Monthly Archives: April 2020

Misinformation as Process

Misinformation may appear rather simple to define. As Wikipedia says, “Misinformation is false or inaccurate information.”

But in turn we use the term information in a variety of ways. Michael Buckland has written that these boil down into three main senses:

  1. as knowledge, or mental content
  2. as a thing, or a physical object
  3. as a process
Algorithm generated cat picture by @normalcatpics on Twitter. Misinformation?

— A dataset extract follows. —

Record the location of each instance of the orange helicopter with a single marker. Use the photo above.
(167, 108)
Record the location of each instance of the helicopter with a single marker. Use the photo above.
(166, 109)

Buckland points out that information systems can only deal with information in the “thing” sense. Consonantly, efforts to design automated systems for misinformation detected rely on a conception of information-as-thing. The logic goes: if we can just determine which utterances are false and suppress them, we’ll have defeated fake news.

But I’d like to shine a spotlight here on information-as-process, and consonantly on misinformation-as-process, to show why defeating misinformation-as-thing isn’t the end of the story.

Construed as a process, information is a person’s becoming informed or informing. Just as we might talk about someone’s formation as their training or background, we can talk about their information as how they came to know or understand certain things. Granted, this usage is archaic; but conceptually, of course, it is still relevant to the human condition.

Looking at misinformation as a process, and not just a thing, invites us to explore the ways in which people become misinformed. Immediately we can see that it’s not enough to claim that we have true information on one hand and misinformation on the other. Sille Obelitz Søe makes a similar point when she concludes that “misleadingness—and not falsity as such—is the vehicle of misinformation and disinformation.” The language of “leading” here is clearly process-oriented.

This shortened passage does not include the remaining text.